The study says that landfills are bad because “20% of all human-caused methane, a greenhouse gas 84 to 87 times more potent than CO2 over a 20-year period, has come from landfills.” PIRG also mentions that landfills can leach fluid that contains a variety of “hazardous, toxic or carcinogenic chemical contaminants into groundwater.”

However, most landfills are sanitary (or sealed) that use—wait for it—heavy-weight plastic liners to encase the garbage, which means that nothing in a landfill degrades and leakage is virtually impossible.

The study notes that recycled materials lack markets but fails to mention that, according to a report on Postconsumer PET Container Recycling Activity in 2017 from the National Association for PET Container Resources (NAPCOR), approximately 5,913 million pounds of PET bottles were sold into the marketplace in the U.S. About 29.2% of those—1,726 million pounds—were collected through recycling programs and sold either to domestic or foreign markets. The volume of PET bottles available for recycling in the U.S. declined in 2017 for the first time since 2009.
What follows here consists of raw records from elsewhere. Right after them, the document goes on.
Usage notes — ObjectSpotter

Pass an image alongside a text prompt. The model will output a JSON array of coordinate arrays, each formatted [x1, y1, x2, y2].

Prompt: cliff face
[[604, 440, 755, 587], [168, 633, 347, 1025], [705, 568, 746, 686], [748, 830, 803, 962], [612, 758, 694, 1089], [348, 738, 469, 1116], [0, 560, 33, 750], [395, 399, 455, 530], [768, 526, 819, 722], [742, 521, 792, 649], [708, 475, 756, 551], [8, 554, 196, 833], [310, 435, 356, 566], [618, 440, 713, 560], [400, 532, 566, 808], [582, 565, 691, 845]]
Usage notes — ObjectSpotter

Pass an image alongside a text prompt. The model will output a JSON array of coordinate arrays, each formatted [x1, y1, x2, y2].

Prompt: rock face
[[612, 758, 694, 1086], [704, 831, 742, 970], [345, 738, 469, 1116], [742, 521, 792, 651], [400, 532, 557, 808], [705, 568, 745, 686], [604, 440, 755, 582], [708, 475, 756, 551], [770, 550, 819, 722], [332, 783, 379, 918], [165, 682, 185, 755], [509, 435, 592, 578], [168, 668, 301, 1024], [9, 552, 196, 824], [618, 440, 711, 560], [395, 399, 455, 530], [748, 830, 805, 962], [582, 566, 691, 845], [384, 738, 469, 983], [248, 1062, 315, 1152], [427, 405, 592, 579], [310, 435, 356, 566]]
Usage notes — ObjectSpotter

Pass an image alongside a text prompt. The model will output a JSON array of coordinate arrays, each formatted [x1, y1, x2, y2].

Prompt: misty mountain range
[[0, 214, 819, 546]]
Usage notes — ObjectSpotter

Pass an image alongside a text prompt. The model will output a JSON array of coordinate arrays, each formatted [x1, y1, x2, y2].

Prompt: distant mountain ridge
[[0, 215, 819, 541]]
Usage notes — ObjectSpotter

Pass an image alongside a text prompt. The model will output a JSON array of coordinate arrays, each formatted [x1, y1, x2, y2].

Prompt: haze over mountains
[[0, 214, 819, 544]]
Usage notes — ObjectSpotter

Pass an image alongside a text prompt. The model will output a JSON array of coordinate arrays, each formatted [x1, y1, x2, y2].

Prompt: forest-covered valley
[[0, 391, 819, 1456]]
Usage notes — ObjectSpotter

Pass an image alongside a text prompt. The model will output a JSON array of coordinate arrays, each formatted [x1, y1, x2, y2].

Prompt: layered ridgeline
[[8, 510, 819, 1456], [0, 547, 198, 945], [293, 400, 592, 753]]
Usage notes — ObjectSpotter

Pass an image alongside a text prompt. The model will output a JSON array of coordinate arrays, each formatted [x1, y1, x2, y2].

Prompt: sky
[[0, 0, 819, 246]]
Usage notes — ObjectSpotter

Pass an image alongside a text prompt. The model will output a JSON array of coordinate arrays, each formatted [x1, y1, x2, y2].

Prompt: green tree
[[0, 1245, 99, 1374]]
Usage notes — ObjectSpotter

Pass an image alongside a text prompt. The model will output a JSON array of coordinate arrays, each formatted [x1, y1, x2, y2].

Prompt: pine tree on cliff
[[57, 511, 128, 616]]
Many PET recyclers are operating below capacity and could use more than the mere 30% of bottles currently being recycled. There is a market for rPET, and part of the answer is to educate consumers about this demand and the importance of recycling PET bottles. As I’ve been told often, we can’t recycle it if we can’t get our hands on it!

Eliminating single-stream curbside collection would go a long way to helping cities throughout the United States that curtailed curbside collection and recycling programs because of the cost involved.

The study also takes a swipe at polystyrene foam material, noting that it “is one of the most harmful” and its “recycling options are even more limited than other common forms of plastic.” In 2018, a state polystyrene foam ban lost by a single vote in the Oregon senate, with the measure “heavily opposed by the company Agilyx,” which chemically down-cycles PS foam into fuel. PIRG doesn’t approve of this and says companies that engage in the down-cycling plastics to fuel process “are sometimes more akin to fossil-fuel generators than recyclers,” said the study.

So once again we have an organization that doesn’t like any advances in technology to help solve the plastic waste problem and rejects most scientific methods to tackle the issue. As for the industry, we’re damned if we do and damned if we don’t.